Apenas em 2014, um estudo de Nizar Ibrahim, Paul Sereno e colaboradores propôs (a partir de novos fósseis) que suas patas eram muito curtas para se mover de maneira eficiente em terra, sugerindo que deveria ser um dinossauro semiaquático. Mas em 2018, uma análise feita pelo paleontólogo Donald M. Henderson descobriu que, mesmo com pernas curtas, o espinossauro deveria ter uma boa locomoção bípede terrestre, pois como em outros terópodes, seu centro de massa ficava próximo aos quadris — e não no meio do corpo, como se acreditava anteriormente.
Em janeiro de 2021, os paleontólogos David Hone e Thomas Holtz publicaram um artigo argumentando que o espinossauro deveria passar muito tempo próximo à água, sendo um animal costeiro, mas que não podia mergulhar ou nadar submerso, já que sua morfologia não era adequada para tal coisa.
Várias espécies de espinossauros já foram descobertas, mas a primeira (espécie-tipo) – Spinosaurus aegyptiacus, descoberta em 1912 — ainda está incompleta e muitos estudiosos e paleontólogos usam como base os ossos de outras espécies para tentar desvendar como era o espinossauro, o que pode causar controvérsias sobre a precisão dos resultados.

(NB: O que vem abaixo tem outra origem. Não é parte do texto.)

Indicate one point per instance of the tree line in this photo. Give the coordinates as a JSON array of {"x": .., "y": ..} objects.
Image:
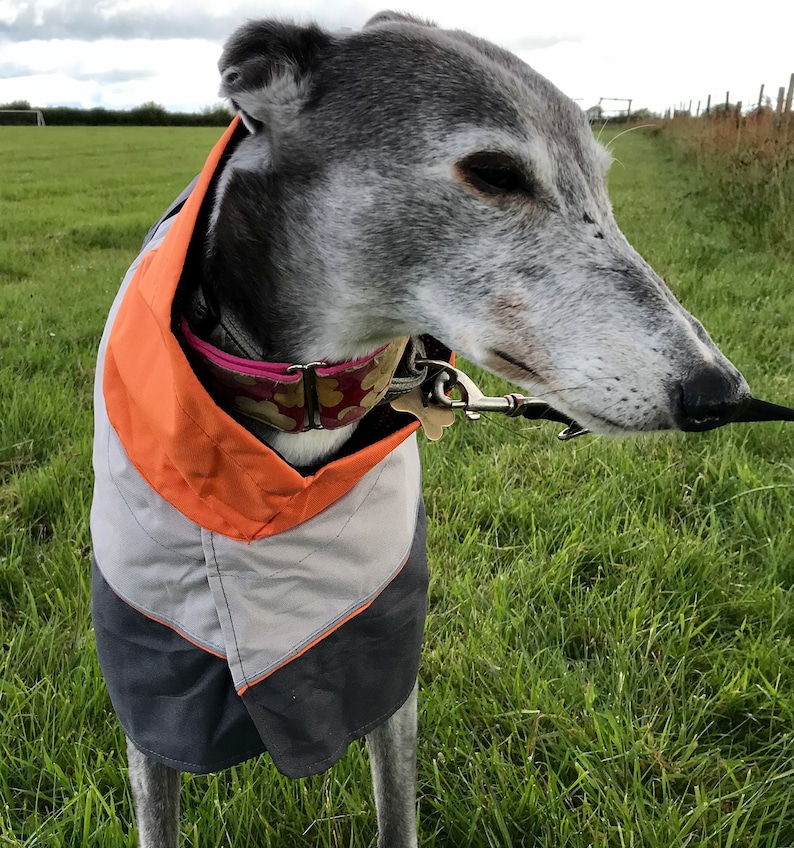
[{"x": 146, "y": 115}]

Sem dúvida, esses não foram os únicos dinossauros que trouxeram dificuldades técnicas aos paleontólogos. Apesar de atualmente termos certa facilidade em entender a ecologia e morfologia de vários deles, muitos outros ainda estão incompletos e são incompreendidos pelos cientistas. Da mesma forma que, com novos achados, descobrimos que muitos deles eram mais próximos das aves do que dos répteis, pode ser que em alguns anos nossa percepção sobre como eram mude completamente em relação ao que pensamos hoje.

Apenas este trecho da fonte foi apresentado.